Dedicated endpoints

How does the system scale?

Dedicated endpoints supports horizontal scaling. This means that it scales linearly with the additional replicas specified at during endpoint configuration.


How does auto-scaling affect my costs?

Billing for dedicated endpoints is proportional to the number of replicas.
For example, scaling from 1 to 2 replicas will double your GPU costs.


Is my endpoint guaranteed to scale to the max replica set?

We will scale to the max possible replica available at the time. This may be short of the max replicas that were set in the configuration if availability is limited.


When to use vertical vs horizontal scale?

In other words, when to add GPUs per replica or add more replica?

Vertical scaling

Multiple GPUs, or vertical scaling, increases the generation speed, time to first token and max QPS.
You should increase GPUs if your workload meets the following conditions:

Compute-bound
If your workload is compute-intensive and bottlenecked by GPU processing power, adding more GPUs to a single endpoint can significantly improve performance.

Memory-intensive
If your workload requires large amounts of memory, adding more GPUs to a single endpoint can provide more memory and improve performance.

Single-node scalability
If your workload can scale well within a single node (e.g., using data parallelism or model parallelism), adding more GPUs to a single endpoint can be an effective way to increase throughput.

Low-latency requirements
If your application requires low latency, increasing the number of GPUs on a single endpoint can help reduce latency by processing requests in parallel.

Horizontal scaling

The number of replicas (horizontal scaling) increases the max number of QPS.
You should increase the number of replicas if your workload meets the following conditions:

I/O-bound workloads
If your workload is I/O-bound (e.g., waiting for data to be loaded or written), increasing the number of replicas can help spread the I/O load across multiple nodes.

Request concurrency
If your application receives a high volume of concurrent requests, increasing the number of replicas can help distribute the load and improve responsiveness.

Fault tolerance:
Increasing the number of replicas can improve fault tolerance by ensuring that if one node fails, others can continue to process requests.

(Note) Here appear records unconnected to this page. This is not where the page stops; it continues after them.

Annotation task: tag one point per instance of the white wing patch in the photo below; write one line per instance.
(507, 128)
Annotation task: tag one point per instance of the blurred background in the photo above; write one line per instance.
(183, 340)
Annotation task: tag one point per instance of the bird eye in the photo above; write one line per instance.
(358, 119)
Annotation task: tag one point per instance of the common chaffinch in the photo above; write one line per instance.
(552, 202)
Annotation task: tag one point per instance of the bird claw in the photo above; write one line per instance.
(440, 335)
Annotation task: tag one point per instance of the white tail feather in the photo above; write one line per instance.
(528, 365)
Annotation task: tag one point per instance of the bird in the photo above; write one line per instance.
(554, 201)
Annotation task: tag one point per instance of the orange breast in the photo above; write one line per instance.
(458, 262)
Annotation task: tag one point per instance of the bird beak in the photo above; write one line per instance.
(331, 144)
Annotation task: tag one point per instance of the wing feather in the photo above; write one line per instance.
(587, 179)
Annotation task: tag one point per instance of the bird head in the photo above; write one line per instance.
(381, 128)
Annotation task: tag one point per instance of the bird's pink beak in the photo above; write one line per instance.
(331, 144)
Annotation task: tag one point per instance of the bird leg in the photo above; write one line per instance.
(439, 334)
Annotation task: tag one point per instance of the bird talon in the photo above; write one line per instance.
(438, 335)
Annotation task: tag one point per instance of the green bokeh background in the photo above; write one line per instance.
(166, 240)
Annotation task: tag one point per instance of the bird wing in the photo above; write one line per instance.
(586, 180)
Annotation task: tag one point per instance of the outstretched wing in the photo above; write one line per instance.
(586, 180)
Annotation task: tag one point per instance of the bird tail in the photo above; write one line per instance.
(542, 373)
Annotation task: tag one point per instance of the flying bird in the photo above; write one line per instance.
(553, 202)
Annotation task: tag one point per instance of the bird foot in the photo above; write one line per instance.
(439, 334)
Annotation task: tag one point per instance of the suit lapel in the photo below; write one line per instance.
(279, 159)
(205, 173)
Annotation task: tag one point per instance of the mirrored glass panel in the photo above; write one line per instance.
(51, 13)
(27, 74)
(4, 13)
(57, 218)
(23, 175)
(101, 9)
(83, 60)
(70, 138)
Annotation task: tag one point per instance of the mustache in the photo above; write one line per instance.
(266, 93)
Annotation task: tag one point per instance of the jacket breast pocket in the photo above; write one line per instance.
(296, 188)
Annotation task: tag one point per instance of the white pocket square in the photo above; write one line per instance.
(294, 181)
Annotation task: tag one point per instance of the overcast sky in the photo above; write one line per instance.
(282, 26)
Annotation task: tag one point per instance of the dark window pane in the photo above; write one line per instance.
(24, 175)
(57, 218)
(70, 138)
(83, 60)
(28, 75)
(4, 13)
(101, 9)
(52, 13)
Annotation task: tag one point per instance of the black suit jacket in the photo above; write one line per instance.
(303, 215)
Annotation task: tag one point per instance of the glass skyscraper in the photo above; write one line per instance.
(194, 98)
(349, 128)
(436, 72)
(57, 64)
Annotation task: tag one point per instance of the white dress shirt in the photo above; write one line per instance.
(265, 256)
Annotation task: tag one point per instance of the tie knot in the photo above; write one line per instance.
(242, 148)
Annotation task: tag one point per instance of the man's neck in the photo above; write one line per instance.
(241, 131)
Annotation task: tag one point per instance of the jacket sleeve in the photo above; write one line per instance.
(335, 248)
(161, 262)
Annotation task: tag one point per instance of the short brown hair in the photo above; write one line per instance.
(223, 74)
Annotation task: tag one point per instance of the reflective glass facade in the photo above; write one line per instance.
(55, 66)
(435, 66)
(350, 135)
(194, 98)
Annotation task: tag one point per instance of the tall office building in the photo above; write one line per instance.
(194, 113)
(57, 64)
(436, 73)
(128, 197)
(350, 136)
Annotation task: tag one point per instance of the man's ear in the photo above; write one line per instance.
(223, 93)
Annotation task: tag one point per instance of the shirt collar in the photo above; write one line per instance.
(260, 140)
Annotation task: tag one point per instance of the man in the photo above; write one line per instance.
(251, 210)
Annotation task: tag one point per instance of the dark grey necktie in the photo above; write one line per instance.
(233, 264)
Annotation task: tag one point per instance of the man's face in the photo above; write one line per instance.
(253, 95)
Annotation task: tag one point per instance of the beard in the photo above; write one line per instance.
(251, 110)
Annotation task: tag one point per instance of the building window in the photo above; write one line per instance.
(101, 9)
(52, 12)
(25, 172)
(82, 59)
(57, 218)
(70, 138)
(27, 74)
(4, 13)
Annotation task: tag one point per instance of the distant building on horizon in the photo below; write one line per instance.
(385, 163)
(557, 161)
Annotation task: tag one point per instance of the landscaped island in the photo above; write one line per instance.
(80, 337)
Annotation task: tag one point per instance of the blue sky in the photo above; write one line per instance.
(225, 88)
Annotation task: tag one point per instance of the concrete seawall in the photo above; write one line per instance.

Scalability across multiple nodes
If your workload can scale well across multiple nodes (e.g., using data parallelism or distributed training), increasing the number of replicas can be an effective way to increase throughput.


Troubleshooting dedicated endpoints configuration

There are a number of reasons that an endpoint isn't immediately created successfully.

Lack of availability: If we are short on available hardware, the endpoint will still be created but rather than automatically starting the endpoint, it will be queued for the next available hardware.

Minimal availability: We may have hardware available but only enough to for a small amount of replicas. If this is the case, the endpoint may start but only scale to the amount of replicas available. If the min replica is set higher than we have capacity for, we may queue the endpoint until it there is enough availability. To avoid the wait, you can reduce the min replica count.


Will I be billed for the time spent spinning up the endpoint or looking for resources?

Billing events start only when a dedicated endpoint is successfully up and running. If there is a lag in time or a failure to deploy the endpoint, you will not be billed for that time.